WASHINGTON — An Oval Office meeting Tuesday morning yielded no deal on a final budget resolution, raising the specter of a government shutdown at week’s end.
President Obama had called Tuesday’s meeting in an effort to finalize a deal that Democrats have said was within reach but Republicans had yet to coalesce around.
Participants included Vice President Joe Biden; House Speaker John Boehner, R-Ohio; Senate Majority Leader Harry Reid, D-Nev.; and the chairmen of the House and Senate Appropriations Committees, Rep. Hal Rogers, R-Ky., and Sen. Daniel Inouye, D-Hawaii.
In a statement released after leaving the White House, Boehner’s office said there was a “”good discussion”” but that Republicans would not accept a deal “”that fails to make real spending cuts.””
The most recent stopgap spending plan expires Friday night, and failure to pass a new bill by then would result in the first government shutdown since President Bill Clinton battled with congressional Republicans in the mid-1990s. House rules require any proposed legislation to be posted online 72 hours before a vote, which means a deal must come by day’s end.

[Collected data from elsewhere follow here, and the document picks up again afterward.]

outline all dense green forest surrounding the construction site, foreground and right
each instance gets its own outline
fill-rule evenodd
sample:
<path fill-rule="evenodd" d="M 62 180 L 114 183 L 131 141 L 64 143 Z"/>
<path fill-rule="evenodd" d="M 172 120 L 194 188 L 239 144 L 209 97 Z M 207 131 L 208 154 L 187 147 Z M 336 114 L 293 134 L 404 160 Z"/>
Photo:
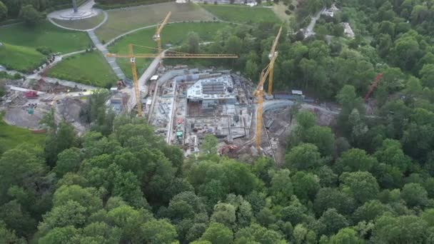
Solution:
<path fill-rule="evenodd" d="M 341 111 L 333 128 L 299 111 L 283 165 L 218 156 L 213 136 L 184 160 L 143 121 L 106 112 L 101 91 L 82 111 L 89 133 L 49 113 L 43 148 L 1 151 L 0 243 L 433 243 L 434 4 L 339 1 L 303 39 L 298 28 L 324 4 L 298 6 L 275 86 Z M 233 67 L 256 81 L 277 29 L 232 26 L 208 46 L 189 34 L 182 49 L 239 54 Z M 377 73 L 366 115 L 361 97 Z"/>

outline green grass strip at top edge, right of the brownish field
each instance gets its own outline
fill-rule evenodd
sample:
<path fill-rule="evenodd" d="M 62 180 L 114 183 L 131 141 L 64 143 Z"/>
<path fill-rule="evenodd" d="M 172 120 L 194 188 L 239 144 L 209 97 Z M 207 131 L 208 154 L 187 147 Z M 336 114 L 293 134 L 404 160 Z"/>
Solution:
<path fill-rule="evenodd" d="M 201 4 L 203 9 L 208 10 L 219 19 L 240 24 L 257 23 L 261 21 L 279 22 L 278 16 L 272 9 L 263 7 L 250 7 L 224 4 Z"/>

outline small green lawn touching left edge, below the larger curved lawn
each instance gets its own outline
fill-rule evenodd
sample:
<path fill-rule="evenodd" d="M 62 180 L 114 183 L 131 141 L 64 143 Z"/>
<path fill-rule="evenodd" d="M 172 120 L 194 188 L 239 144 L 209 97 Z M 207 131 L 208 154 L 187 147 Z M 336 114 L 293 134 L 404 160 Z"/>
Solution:
<path fill-rule="evenodd" d="M 46 61 L 46 56 L 26 46 L 0 46 L 0 64 L 8 69 L 29 73 Z"/>

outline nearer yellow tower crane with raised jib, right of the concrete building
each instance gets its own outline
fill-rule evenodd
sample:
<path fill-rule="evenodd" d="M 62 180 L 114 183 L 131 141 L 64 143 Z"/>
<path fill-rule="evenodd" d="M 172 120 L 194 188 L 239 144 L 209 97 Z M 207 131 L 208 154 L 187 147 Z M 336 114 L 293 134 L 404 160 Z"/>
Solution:
<path fill-rule="evenodd" d="M 276 36 L 276 39 L 274 39 L 273 46 L 271 46 L 271 55 L 270 55 L 270 63 L 268 63 L 268 66 L 263 69 L 261 72 L 261 77 L 259 79 L 258 86 L 256 86 L 256 91 L 253 93 L 256 98 L 258 98 L 258 110 L 256 111 L 256 137 L 255 137 L 255 146 L 256 148 L 261 147 L 261 135 L 262 135 L 262 112 L 263 112 L 263 84 L 266 82 L 267 76 L 270 75 L 271 78 L 273 78 L 273 66 L 274 61 L 277 59 L 277 52 L 276 52 L 276 46 L 278 44 L 278 40 L 281 37 L 282 27 L 279 29 L 279 32 Z M 269 85 L 268 83 L 268 93 L 271 93 L 270 88 L 273 88 L 273 85 Z"/>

House Republicans say their preference is to move legislation funding the government for the remainder of the 2011 fiscal year, but they have offered yet another short-term extension — this time just one week — to avoid a shutdown.
That plan would accelerate the rate of cuts for domestic programs that lawmakers have agreed to in past extensions — from $2 billion per week to $12 billion. Democrats are unlikely to support such a measure, however, and the White House was noncommittal Tuesday morning.
“”We believe that we can reach an agreement on funding for the full year if people sit around a table in a good-faith effort to approach this in a reasonable way,”” press secretary Jay Carney told reporters before the meeting. “”Our position remains that it is not good for the economy”” to pass temporary measures, he added.
Democrats say there is agreement on the level of cuts a final deal would include — $33 billion — and that the sticking point was how to achieve that amount, from cuts to either discretionary or mandatory programs. Boehner disagreed.
“”Thirty-three billion in cuts is not enough, particularly when it is achieved in large part through budget gimmicks,”” his office said in the statement.